Jason Yang,Francesca-Zhoufan Li,Frances H. Arnold
Abstract:Enzymes can be engineered at the level of their amino acid sequences to optimize key properties such as expression, stability, substrate range, and catalytic efficiency-or even to unlock new catalytic activities not found in nature. Because the search space of possible proteins is vast, enzyme engineering usually involves discovering an enzyme starting point that has some level of the desired activity followed by directed evolution to improve its "fitness" for a desired application. Recently, machine learning (ML) has emerged as a powerful tool to complement this empirical process. ML models can contribute to (1) starting point discovery by functional annotation of known protein sequences or generating novel protein sequences with desired functions and (2) navigating protein fitness landscapes for fitness optimization by learning mappings between protein sequences and their associated fitness values. In this Outlook, we explain how ML complements enzyme engineering and discuss its future potential to unlock improved engineering outcomes.
What problem does this paper attempt to address?
This paper discusses the applications and challenges of machine learning in enzyme engineering. The main goal of enzyme engineering is to optimize the properties of enzymes, such as expression, stability, substrate range, and catalytic efficiency, by modifying the amino acid sequence, and even creating new catalytic activities not found in nature. However, traditional methods such as directed evolution are inefficient in finding the best enzymes due to the enormous protein sequence space.
Machine learning (ML) has two main applications in this field. First, it can be used to discover starting points by annotating the functions of known protein sequences or generating new protein sequences with specific functions. Second, it can optimize the performance of proteins by learning the relationship between protein sequences and their properties, and navigating the protein fitness landscape. ML models can help in quickly identifying enzymes with desired activity and improving their adaptability.
In the process of discovering functional enzymes, ML can be used to classify existing protein databases, identify unannotated enzymatic activities, or design new proteins using deep learning. Additionally, AI can simulate the roles of structural biologists and organic chemists to predict the feasibility of specific reactions.
For navigating the protein fitness landscape, ML models can predict the adaptability of protein variants, thereby expanding the screening range and overcoming the limitations of directed evolution, such as local optima and restrictions on considering single mutations.

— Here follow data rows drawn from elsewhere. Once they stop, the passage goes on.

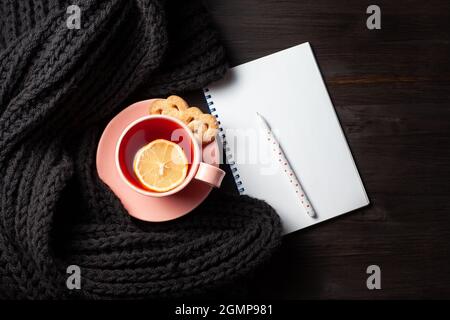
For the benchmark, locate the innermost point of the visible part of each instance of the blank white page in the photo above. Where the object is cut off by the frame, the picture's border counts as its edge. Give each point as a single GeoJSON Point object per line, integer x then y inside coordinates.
{"type": "Point", "coordinates": [287, 89]}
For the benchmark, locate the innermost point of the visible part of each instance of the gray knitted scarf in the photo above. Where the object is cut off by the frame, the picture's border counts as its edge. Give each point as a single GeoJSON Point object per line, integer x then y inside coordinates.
{"type": "Point", "coordinates": [58, 89]}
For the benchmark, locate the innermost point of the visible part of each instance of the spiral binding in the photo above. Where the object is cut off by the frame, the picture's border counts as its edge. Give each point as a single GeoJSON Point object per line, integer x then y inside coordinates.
{"type": "Point", "coordinates": [228, 155]}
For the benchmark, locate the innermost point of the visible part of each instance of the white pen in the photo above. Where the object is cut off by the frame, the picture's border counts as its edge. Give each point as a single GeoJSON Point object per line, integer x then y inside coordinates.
{"type": "Point", "coordinates": [278, 152]}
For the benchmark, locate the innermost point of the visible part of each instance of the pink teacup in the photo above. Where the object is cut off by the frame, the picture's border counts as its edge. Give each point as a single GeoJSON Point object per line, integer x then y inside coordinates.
{"type": "Point", "coordinates": [146, 129]}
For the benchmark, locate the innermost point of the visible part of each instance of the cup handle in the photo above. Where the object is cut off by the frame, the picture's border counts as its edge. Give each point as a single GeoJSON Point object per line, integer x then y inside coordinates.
{"type": "Point", "coordinates": [210, 174]}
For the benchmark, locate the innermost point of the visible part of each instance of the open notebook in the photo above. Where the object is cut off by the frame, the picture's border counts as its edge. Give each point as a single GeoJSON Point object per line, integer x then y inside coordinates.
{"type": "Point", "coordinates": [288, 90]}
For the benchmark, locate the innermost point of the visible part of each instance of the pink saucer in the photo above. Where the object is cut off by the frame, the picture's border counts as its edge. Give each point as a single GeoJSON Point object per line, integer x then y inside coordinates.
{"type": "Point", "coordinates": [138, 205]}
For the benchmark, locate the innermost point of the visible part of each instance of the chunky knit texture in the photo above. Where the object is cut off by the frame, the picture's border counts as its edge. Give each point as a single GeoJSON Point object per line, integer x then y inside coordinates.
{"type": "Point", "coordinates": [58, 89]}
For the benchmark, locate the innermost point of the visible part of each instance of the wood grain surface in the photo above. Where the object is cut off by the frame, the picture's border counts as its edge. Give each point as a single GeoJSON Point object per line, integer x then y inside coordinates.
{"type": "Point", "coordinates": [390, 88]}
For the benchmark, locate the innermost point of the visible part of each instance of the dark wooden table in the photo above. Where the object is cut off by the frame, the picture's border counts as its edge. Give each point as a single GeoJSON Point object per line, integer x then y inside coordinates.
{"type": "Point", "coordinates": [391, 90]}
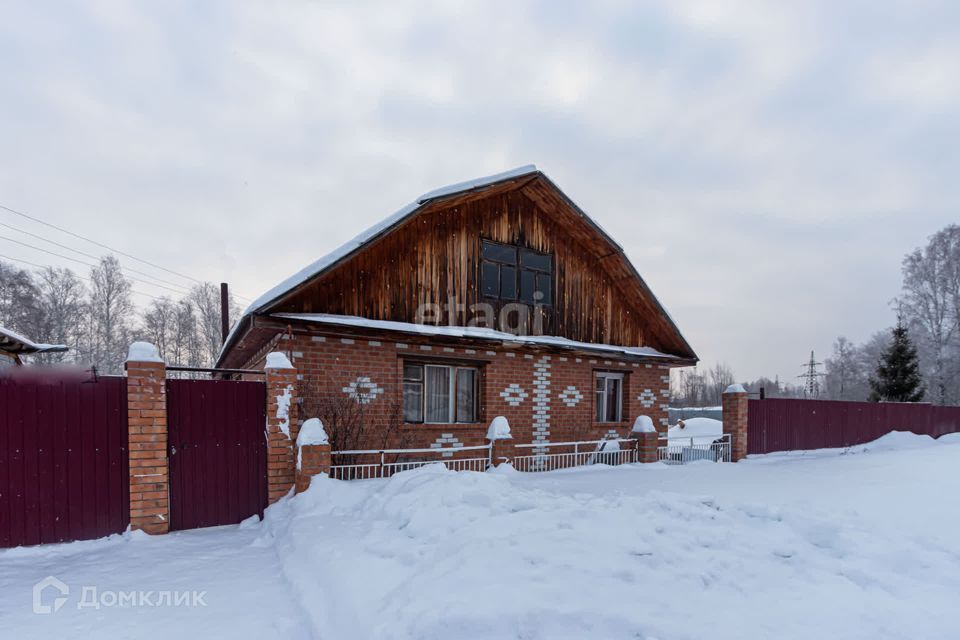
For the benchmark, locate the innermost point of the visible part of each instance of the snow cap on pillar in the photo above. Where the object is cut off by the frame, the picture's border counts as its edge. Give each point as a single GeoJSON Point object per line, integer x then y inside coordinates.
{"type": "Point", "coordinates": [143, 352]}
{"type": "Point", "coordinates": [499, 429]}
{"type": "Point", "coordinates": [643, 424]}
{"type": "Point", "coordinates": [277, 360]}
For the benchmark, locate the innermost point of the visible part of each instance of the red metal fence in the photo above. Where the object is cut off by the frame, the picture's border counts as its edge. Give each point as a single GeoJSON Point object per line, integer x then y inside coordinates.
{"type": "Point", "coordinates": [777, 424]}
{"type": "Point", "coordinates": [63, 459]}
{"type": "Point", "coordinates": [218, 451]}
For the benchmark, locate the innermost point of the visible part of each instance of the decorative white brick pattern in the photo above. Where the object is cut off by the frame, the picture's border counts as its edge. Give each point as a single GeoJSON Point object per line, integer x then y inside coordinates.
{"type": "Point", "coordinates": [541, 406]}
{"type": "Point", "coordinates": [514, 395]}
{"type": "Point", "coordinates": [570, 396]}
{"type": "Point", "coordinates": [363, 390]}
{"type": "Point", "coordinates": [446, 438]}
{"type": "Point", "coordinates": [647, 398]}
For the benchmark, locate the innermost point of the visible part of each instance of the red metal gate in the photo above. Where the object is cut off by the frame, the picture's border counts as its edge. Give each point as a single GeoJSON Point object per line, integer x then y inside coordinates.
{"type": "Point", "coordinates": [63, 459]}
{"type": "Point", "coordinates": [218, 452]}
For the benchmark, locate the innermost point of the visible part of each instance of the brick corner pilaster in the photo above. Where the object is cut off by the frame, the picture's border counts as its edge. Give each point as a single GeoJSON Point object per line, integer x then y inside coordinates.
{"type": "Point", "coordinates": [735, 420]}
{"type": "Point", "coordinates": [281, 426]}
{"type": "Point", "coordinates": [147, 448]}
{"type": "Point", "coordinates": [312, 460]}
{"type": "Point", "coordinates": [647, 443]}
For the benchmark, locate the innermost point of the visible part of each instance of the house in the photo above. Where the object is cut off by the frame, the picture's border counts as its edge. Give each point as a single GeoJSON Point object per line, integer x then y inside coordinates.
{"type": "Point", "coordinates": [13, 346]}
{"type": "Point", "coordinates": [498, 296]}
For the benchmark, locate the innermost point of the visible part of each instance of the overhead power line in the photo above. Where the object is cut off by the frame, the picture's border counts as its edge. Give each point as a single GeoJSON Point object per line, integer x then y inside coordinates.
{"type": "Point", "coordinates": [99, 244]}
{"type": "Point", "coordinates": [89, 255]}
{"type": "Point", "coordinates": [87, 264]}
{"type": "Point", "coordinates": [107, 247]}
{"type": "Point", "coordinates": [44, 266]}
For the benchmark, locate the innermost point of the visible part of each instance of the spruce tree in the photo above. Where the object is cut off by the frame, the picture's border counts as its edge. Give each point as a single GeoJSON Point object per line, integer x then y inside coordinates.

However, current ML methods still face many challenges, such as dealing with non-additive effects of multiple mutations (epistasis), constructing more comprehensive protein fitness landscape models, and optimizing highly adaptable protein variants.
In conclusion, this paper explores how machine learning can improve enzyme engineering by discovering new enzymes and optimizing enzyme performance. It also points out key issues and potential strategies that future research needs to address.